Founded in 2003, PROCURE is a collaboration between four university-based hospitals in Quebec, and in addition to providing patient services and information on prostate cancer to the public, the organization also maintains a biobank to aid researchers studying the disease. Biobanks now play a key role in the fight against prostate cancer, as scientists need high-quality prostate tissue and clinical information to power investigations into new diagnostics and treatments.
PROCURE established its biobank in 2007, and since then, scientists from the four participating hospitals have been banking flash-frozen prostate tissue from radical prostatectomies (a procedure to remove a cancerous prostate and some of the surrounding tissue), as well as urine, blood and associated clinical data from prostate cancer patients.
Naturally, quality control is essential, especially when collections are performed at several different locations. Researchers need to be certain the biomarkers they are measuring accurately represent the underlying disease – and not an artifact from sampling at the different collection sites.
To verify PROCURE’s collection methods, scientists from the four hospitals recently evaluated (PDF, 157KB) the quality of randomly selected tissue from the repository.
This quality control study investigated 10 cases from each hospital randomly selected over the past five years. Samples from each case were split into four blocks, two of which were intended to contain cancerous tissue and two of which were intended to be benign. Pathologists then blindly evaluated characteristics of the blocks, such as nature of the sample (cancerous or not), quality of the tissue and Gleason score (a numerical score to evaluate the progression of cancerous cells). They also extracted RNA from the tissue samples and assessed it for quality.
The results from the investigation were encouraging: Pathologists were able to identify cancerous regions and assign a Gleason score to frozen tissue from all cases. Plus, the RNA Integrity Number (a measure of RNA quality) was uniformly high and consistent across samples collected from each year, indicating RNA is well preserved for long periods of time in the biobank.

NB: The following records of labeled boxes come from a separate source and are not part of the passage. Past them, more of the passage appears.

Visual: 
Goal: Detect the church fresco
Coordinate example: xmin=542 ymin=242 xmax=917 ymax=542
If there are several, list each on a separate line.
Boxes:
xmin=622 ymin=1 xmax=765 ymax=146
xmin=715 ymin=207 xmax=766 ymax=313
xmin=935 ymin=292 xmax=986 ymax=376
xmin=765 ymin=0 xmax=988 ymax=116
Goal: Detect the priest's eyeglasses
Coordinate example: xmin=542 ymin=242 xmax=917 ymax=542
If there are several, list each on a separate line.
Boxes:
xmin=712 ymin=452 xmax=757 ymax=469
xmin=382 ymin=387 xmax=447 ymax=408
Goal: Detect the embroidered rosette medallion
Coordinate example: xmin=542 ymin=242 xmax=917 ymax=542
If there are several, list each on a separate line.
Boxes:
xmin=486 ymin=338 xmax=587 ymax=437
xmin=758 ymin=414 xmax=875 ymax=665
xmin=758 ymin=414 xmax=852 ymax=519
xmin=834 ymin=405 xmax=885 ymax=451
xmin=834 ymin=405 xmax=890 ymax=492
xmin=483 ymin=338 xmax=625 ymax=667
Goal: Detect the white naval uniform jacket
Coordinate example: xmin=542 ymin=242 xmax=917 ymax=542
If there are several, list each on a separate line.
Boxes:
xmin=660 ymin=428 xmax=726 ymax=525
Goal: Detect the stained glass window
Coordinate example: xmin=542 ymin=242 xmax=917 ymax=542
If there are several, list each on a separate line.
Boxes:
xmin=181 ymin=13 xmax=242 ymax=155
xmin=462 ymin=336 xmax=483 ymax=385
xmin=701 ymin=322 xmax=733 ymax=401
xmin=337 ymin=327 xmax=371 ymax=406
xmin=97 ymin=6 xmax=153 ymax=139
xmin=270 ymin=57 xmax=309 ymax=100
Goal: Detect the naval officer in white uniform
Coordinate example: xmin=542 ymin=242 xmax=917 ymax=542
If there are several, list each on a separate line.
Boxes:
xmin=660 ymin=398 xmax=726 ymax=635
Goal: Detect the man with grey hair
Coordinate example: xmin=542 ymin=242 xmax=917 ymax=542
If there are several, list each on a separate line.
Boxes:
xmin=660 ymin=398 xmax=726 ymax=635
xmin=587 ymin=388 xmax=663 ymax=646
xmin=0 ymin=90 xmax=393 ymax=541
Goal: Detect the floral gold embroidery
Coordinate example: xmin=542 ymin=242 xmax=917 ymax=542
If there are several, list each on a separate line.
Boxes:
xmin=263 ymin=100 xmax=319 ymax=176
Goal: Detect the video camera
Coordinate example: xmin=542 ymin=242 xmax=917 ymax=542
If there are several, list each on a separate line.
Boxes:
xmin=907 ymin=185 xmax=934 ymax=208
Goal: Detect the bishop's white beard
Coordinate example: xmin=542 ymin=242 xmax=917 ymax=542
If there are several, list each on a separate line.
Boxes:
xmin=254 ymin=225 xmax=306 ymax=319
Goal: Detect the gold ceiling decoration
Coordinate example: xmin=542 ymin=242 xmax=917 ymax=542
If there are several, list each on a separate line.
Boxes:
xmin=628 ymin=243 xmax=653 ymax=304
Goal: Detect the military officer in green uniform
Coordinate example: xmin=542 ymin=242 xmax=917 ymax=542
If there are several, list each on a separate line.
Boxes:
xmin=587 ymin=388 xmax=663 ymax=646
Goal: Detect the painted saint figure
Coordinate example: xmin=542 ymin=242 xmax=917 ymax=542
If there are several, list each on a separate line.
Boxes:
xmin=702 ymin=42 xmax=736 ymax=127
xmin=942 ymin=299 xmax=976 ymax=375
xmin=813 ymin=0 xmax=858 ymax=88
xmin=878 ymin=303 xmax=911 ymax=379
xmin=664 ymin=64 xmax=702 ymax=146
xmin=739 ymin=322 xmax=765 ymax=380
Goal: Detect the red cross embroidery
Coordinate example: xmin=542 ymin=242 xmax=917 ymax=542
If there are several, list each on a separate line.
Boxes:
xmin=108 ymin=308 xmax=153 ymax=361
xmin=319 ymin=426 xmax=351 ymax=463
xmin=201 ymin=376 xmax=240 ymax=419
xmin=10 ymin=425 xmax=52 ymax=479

Interestingly, about 30 percent of the presumed cancerous blocks were identified as benign, and the same amount of presumed benign tissue blocks were actually identified as cancerous. The misclassification of tissue was likely caused by the fact that not all of the frozen blocks were evaluated by a pathologist at the time of storage, a process that is now being performed by the biobank. Overall, though, the results from this study confirm the high quality of randomly selected prostate tissue samples from the PROCURE biobank.
This October, PROCURE received a $4.5 million grant to support the biobank and research initiatives.
“The financial support announced today will allow us to achieve greater impact: we will provide researchers in the Canadian and international scientific communities with biological samples and data for innovative, large-scale projects against prostate cancer,” Cédric Bisson, Chairman of the Board of PROCURE,said,
Thanks to research biobanks like PROCURE, the future for patients with prostate cancer is looking a little brighter.